Turner menjawab bahwa ini “adalah sifat kebijaksanaan penuntutan.”

Hakim Elena Kagan, sementara itu, bertanya mengapa seorang perempuan harus berada di “pintu kematian” untuk menerima aborsi darurat berdasarkan EMTALA.

“Pemahaman tersebut sangat sederhana sehubungan dengan peran federalisme negara bagian sebagai penyedia layanan utama bagi warga negara, bukan pemerintah federal,” kata Turner. “Ini adalah penyedia layanan kesehatan utama bagi warganya, bukan pemerintah federal.”

“Ini mungkin terlalu merendahkan kesehatan wanita, lho,” jawab Kagan.

Orang-orang di pengadilan, yang sebagian besar merupakan anggota blok konservatif, lebih ingin tahu terhadap Jaksa Agung Elizabeth Prelogar, yang berargumentasi atas nama Pemerintahan Biden.
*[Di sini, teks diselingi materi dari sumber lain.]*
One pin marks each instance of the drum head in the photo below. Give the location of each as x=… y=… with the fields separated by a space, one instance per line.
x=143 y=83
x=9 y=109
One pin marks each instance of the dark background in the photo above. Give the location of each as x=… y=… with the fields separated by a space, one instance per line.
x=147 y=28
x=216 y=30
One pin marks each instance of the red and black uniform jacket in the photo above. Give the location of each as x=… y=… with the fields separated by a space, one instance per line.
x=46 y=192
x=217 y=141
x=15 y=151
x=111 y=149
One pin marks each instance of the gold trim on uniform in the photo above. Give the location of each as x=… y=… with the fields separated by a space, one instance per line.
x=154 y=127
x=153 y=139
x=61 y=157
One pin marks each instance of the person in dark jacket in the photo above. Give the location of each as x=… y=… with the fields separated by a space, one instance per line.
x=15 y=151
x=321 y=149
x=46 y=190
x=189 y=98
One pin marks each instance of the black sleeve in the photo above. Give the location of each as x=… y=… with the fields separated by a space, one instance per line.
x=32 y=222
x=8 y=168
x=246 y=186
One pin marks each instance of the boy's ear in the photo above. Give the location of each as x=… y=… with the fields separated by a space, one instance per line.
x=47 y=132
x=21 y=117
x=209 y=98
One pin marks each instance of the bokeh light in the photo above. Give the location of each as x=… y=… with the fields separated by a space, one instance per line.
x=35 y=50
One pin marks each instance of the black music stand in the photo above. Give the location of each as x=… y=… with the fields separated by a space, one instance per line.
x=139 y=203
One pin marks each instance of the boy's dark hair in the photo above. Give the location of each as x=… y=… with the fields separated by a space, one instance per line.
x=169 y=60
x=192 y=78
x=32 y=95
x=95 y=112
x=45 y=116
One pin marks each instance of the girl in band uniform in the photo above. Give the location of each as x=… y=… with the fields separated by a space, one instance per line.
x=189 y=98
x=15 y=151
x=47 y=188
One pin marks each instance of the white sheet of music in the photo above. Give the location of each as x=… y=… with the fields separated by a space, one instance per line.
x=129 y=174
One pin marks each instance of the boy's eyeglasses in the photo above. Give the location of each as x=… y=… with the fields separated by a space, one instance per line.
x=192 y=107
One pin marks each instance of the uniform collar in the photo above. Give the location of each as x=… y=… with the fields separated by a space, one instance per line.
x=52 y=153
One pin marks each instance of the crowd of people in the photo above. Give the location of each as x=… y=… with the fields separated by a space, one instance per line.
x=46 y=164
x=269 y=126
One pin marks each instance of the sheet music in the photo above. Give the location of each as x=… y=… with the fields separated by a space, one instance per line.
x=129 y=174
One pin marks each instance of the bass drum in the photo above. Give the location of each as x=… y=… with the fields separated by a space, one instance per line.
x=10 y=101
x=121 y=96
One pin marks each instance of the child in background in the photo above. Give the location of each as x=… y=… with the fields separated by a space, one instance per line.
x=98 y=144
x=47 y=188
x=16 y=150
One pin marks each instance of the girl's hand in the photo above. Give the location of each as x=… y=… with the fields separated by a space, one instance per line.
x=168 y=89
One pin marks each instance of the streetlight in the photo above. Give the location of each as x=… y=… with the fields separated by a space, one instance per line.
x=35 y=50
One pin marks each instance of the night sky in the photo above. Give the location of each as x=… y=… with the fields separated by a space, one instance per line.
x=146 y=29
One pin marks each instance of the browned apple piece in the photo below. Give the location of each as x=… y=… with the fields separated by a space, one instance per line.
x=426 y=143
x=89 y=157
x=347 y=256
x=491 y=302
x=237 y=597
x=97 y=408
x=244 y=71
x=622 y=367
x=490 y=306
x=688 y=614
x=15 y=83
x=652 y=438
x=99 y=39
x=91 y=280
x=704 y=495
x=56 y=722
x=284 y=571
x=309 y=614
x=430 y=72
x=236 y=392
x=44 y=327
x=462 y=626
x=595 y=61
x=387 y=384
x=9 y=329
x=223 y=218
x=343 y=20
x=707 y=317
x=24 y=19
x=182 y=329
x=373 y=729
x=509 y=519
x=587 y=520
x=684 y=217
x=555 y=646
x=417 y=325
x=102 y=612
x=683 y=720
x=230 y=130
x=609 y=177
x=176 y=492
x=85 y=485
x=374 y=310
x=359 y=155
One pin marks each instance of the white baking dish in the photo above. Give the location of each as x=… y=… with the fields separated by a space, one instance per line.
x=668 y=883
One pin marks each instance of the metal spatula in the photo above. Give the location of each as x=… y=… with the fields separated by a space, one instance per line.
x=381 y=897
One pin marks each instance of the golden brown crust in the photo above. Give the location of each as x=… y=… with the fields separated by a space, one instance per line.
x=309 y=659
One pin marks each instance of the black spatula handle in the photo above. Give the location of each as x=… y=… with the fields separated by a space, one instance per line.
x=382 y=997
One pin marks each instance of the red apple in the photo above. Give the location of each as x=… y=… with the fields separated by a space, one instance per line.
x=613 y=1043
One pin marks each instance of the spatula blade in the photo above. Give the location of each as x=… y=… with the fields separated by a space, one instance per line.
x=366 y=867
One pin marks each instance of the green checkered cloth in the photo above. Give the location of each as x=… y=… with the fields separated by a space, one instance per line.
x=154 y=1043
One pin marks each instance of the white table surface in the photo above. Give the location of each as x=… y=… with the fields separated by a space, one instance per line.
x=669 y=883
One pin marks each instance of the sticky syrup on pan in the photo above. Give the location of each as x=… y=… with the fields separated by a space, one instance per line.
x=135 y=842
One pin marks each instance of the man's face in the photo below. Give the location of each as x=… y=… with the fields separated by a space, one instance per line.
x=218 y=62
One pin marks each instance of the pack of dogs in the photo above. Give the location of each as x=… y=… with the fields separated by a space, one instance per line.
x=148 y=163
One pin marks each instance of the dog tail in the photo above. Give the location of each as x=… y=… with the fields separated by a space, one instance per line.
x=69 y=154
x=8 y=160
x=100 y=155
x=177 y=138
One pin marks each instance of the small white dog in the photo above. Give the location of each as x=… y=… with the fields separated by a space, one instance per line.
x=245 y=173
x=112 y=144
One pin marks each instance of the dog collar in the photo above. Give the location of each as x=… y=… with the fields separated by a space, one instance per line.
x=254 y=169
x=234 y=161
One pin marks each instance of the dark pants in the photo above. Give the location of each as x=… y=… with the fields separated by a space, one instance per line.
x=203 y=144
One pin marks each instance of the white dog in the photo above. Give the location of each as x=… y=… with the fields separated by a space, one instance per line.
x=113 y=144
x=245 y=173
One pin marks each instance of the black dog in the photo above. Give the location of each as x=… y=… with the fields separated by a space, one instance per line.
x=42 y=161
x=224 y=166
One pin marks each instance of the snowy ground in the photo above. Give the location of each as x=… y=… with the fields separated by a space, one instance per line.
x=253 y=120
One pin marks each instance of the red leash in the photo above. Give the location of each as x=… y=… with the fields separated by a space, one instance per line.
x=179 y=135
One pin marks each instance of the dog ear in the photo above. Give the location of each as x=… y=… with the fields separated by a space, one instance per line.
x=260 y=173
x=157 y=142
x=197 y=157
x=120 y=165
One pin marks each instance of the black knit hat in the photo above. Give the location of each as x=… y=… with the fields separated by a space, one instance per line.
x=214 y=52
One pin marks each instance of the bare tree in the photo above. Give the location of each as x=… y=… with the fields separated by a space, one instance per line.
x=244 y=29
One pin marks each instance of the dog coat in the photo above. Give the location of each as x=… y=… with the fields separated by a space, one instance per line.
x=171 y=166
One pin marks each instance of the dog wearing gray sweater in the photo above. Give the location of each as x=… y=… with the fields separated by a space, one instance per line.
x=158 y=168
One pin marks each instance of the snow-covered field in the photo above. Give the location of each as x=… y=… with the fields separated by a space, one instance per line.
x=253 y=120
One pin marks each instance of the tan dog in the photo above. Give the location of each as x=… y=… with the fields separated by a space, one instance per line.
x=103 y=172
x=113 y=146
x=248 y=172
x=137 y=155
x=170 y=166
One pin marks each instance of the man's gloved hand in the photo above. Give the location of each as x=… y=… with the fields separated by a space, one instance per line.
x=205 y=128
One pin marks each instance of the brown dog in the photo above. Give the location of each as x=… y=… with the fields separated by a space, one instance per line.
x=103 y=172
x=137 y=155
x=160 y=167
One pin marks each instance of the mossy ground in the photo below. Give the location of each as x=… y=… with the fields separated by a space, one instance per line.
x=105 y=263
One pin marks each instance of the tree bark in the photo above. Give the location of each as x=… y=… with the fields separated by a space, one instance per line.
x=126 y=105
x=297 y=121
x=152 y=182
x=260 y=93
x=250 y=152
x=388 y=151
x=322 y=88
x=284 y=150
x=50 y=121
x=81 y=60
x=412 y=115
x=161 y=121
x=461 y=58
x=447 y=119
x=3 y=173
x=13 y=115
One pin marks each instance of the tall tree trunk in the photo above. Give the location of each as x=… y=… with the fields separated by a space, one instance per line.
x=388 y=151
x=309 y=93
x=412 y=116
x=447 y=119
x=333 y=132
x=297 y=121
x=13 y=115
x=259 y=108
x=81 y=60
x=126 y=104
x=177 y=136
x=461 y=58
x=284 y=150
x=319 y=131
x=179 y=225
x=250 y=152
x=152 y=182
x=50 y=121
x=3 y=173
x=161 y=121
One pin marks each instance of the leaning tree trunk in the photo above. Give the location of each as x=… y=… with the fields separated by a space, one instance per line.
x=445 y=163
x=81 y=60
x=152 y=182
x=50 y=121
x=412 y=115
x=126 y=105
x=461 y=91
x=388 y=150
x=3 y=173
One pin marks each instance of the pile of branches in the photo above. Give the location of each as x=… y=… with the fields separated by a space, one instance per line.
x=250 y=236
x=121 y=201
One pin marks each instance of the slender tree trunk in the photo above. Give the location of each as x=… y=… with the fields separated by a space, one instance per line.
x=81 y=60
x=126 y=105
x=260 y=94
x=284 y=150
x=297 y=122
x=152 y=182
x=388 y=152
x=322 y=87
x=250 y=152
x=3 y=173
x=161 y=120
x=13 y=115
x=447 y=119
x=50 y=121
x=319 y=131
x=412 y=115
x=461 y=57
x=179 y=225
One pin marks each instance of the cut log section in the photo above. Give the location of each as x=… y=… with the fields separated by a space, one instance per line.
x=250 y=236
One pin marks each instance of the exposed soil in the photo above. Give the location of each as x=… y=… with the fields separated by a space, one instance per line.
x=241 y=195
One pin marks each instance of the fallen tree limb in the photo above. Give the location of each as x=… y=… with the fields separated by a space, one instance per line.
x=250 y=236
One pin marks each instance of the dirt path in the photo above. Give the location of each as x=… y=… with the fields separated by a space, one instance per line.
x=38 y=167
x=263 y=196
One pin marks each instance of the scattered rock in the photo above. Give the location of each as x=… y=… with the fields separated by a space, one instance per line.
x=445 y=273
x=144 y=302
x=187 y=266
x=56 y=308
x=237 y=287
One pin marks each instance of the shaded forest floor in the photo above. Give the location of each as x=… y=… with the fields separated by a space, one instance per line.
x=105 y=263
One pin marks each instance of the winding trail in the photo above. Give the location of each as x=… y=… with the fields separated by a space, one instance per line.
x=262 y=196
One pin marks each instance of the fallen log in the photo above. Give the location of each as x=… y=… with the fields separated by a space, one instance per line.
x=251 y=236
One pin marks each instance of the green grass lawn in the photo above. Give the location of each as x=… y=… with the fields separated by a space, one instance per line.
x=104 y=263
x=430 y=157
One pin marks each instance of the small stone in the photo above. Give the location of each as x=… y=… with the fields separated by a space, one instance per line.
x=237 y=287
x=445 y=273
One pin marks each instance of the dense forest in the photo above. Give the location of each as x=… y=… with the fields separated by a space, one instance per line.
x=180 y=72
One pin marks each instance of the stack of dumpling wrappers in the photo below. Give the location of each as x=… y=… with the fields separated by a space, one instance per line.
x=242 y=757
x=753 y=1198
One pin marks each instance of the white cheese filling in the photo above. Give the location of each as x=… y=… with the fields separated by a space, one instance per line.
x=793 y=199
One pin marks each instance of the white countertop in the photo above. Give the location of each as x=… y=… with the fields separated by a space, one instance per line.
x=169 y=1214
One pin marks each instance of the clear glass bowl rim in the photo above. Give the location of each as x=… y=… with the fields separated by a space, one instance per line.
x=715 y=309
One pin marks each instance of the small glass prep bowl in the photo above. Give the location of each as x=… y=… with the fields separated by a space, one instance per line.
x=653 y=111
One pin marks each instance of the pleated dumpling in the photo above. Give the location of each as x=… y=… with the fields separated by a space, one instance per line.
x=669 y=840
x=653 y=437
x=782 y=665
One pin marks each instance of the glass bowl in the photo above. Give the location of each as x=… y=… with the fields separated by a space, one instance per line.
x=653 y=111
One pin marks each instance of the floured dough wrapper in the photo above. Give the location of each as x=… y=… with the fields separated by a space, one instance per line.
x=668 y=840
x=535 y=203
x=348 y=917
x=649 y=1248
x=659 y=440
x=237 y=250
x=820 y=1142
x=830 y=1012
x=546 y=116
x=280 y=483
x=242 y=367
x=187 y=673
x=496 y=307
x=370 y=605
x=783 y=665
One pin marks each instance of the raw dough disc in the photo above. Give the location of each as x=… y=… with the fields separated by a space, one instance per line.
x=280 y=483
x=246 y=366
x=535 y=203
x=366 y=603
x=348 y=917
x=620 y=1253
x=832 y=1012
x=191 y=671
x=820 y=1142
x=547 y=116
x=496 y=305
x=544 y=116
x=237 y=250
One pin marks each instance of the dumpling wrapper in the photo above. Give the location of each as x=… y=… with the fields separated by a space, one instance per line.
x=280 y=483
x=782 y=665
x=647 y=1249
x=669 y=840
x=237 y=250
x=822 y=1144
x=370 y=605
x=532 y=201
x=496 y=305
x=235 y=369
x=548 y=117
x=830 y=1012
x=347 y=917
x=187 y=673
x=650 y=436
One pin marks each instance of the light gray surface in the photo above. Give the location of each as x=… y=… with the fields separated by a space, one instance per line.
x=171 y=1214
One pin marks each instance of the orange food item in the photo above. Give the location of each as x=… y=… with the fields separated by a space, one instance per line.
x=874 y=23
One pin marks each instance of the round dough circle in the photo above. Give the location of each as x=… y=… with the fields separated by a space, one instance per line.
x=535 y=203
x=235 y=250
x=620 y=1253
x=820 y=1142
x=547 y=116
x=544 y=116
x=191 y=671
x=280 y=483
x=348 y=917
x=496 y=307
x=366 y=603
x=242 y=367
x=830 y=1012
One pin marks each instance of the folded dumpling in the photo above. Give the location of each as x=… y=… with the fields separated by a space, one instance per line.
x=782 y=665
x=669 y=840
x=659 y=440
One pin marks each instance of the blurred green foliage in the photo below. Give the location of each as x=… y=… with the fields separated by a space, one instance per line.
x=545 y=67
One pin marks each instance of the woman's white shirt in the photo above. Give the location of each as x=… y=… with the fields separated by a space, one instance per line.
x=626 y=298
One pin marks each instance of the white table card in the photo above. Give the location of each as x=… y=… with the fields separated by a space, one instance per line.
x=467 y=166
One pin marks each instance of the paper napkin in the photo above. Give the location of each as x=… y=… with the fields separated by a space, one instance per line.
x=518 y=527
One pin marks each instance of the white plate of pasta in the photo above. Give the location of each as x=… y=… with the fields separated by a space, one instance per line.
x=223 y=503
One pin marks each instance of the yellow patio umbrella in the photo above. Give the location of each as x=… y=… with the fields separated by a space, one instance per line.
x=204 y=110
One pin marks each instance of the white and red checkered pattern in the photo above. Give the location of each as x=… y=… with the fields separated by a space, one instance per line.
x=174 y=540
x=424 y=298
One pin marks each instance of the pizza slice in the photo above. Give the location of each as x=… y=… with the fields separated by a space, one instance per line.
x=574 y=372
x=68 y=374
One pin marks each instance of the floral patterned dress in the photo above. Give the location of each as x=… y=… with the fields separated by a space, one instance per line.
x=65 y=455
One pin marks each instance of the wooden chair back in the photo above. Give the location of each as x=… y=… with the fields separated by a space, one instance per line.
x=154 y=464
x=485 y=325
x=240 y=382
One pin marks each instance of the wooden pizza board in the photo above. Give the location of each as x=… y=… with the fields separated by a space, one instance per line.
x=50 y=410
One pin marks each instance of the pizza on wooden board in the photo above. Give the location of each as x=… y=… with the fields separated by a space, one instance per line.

Hakim Samuel Alito, misalnya, menanyakan tentang referensi EMTALA “pada anak yang belum lahir yang diberi tanda kutip dan tanda kutip dari perempuan tersebut.”

“Bukankah itu sebuah ungkapan yang aneh untuk dimasukkan ke dalam undang-undang yang memberikan mandat untuk melakukan aborsi?” kata Alito. “Pernahkah Anda melihat undang-undang aborsi yang menggunakan frasa 'anak yang belum lahir?'”

Prelogar mengatakan penggunaan frasa tersebut dalam undang-undang adalah untuk memastikan rumah sakit menangani wanita hamil dan janinnya selama keadaan darurat medis. “Ada kasus-kasus yang dipublikasikan secara luas di mana perempuan mengalami kondisi tersebut, kesehatan dan kehidupan mereka sendiri tidak dalam bahaya, namun janin dalam kondisi sangat tertekan dan rumah sakit tidak merawat mereka,” katanya.

Sedang tren

Hakim Neil Gorsuch juga mengajukan pertanyaan serupa kepada Turner: “Apa yang kita lakukan dengan definisi EMTALA tentang 'individu' yang mencakup perempuan dan, sebagaimana dinyatakan dalam undang-undang, anak yang belum lahir?”

Keputusan atas kasus ini diperkirakan akan keluar pada akhir masa jabatan Mahkamah Agung pada bulan Juni.